「こんにちはー」
「あ!まりんちゃん、いらっしゃい」
「銀河さん!」
一度家に戻って、着替えてから鳥籠カフェにあらためて向かった。
木造の建物に内装、ぱっと見、薪ストーブにも見える洒落たストーブが部屋を暖めていて、なんだかほっとして一息ついた。
静かな店内にかすかに流れるBGMは季節柄か、クリスマスソングで、冬の気分を一層強めている。
今日のお店番・・・という名のお手伝いは、聖夜君のお兄さんの銀河さんだった。
「久しぶりだね。今日まで期末試験だったんでしょ」
「はい。あの・・・聖夜君、来てますか?」
「聖夜?いや、今日は来てないよ」
「・・・そうですか・・・」
「何、会いに来たの?」
「・・・はい。なんか、今日、ちょっと様子がおかしかったように思ったから・・・。金曜日だし、いるかなって」
「残念だったね。今日はもう教室の方行っちゃったと思うよ」
「そうですか。あとでメール、してみます」
「僕も帰ったらまりんちゃん来たって言っとくよ。さて、どうする?お茶してく?もうちょっとすると美沙子くると思うけど」
「じゃあ、少しだけ」
「お好きな席にどうぞ」
銀河さんがにこっと笑って店内へと招いてくれた。
ストーブと飾ってある聖夜君の絵が見える席に座ると、バイトの雪さんがにこっと笑ってメニューを持ってきてくれる。
「こんにちは、まりんちゃん」
「雪さん、こんにちは」
「クリスマスの紅茶が入ってるから、よかったら飲んでみてね」
「クリスマスの紅茶、ですか?」
「そう。シナモンと林檎、それにオレンジとか・・・スパイスや果物のブレンドされたクリスマス用の紅茶よ」
「わあ、美味しそう」
「落ち着くと思うわ」
「・・・・・・ありがとうございます。じゃあ、それで」
「はい」
雪さんがにこっと笑ってキッチンの方へと下がる。
そっか・・・あたし、雪さんにもわかるくらい落ち着きなかったかな・・・。
運ばれてきたクリスマスティーはシナモンの香りがとっても良くて、
ふわっと広がる果物の香りもすごく心地よくて、ほっと一息つくような、そんな冬の紅茶だった。
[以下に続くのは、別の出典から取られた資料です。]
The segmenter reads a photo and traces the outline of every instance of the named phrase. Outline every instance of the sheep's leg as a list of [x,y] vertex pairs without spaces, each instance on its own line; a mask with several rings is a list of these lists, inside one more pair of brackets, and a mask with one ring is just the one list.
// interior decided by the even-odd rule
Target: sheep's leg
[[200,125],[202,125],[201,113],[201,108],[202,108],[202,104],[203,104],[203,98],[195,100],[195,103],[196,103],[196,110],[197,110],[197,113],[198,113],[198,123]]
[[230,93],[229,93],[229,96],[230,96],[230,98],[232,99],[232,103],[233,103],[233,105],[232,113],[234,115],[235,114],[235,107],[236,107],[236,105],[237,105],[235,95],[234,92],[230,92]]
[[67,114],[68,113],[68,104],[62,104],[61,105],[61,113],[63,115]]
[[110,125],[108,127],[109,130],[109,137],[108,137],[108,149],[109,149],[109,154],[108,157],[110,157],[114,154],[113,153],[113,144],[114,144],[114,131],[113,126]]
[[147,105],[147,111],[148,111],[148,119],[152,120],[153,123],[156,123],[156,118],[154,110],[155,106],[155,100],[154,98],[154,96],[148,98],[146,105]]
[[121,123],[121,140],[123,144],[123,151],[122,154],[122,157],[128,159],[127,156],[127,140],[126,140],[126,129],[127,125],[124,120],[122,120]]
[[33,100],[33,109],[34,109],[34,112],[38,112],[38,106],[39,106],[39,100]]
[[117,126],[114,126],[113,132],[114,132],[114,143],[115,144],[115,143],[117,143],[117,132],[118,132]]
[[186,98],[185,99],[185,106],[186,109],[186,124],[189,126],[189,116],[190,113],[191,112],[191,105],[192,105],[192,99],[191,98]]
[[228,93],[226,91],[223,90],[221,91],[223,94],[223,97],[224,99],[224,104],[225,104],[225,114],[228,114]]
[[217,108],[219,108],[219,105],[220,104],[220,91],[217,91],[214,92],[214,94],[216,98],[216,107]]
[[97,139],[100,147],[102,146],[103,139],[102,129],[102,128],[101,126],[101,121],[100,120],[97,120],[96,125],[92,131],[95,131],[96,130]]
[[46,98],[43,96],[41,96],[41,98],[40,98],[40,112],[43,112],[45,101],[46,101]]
ストーブの音、小さく流れるクリスマスソング、木のぬくもり、窓から眺める景色は冬空に少しくすんでいて、
ちょっと切ないような・・・そんな気分になる。
クリスマスはもっと心躍る季節だったはずなのに、おかしいな・・・。
「あら、まりん!久しぶり」
窓の外をじいっと見つめていると、ふいに元気の良い声があたしに降りかかった。
銀河さんが言っていたとおり、従姉妹である美沙お姉ちゃんが太陽のような笑顔をふりまきながら制服姿で現れた。
「美沙お姉ちゃん、久しぶり。制服、久しぶりに見た」
「ん?そうだった?」
羽織っていたコートを脱ぐと、まるであたしと待ち合わせしていたかのように向かい側の席に腰掛ける。
いい香りね、と、あたしのオーダーした紅茶の香りをかぎつけ、雪さんに同じものを注文。
5分ほどすると、美沙お姉ちゃんの前にもクリスマスティーが登場した。
「・・・それで?どうしたの」
「何が?」
「聖夜君とケンカでもしたの?」
「・・・・・・ねえ、美沙お姉ちゃん、あたし、そんなにおかしい?」
「おかしいっていうか・・・元気ないなって」
ふんわりと漂うシナモンの香りを吸い込みながら、美沙お姉ちゃんが視線をこっちに向ける。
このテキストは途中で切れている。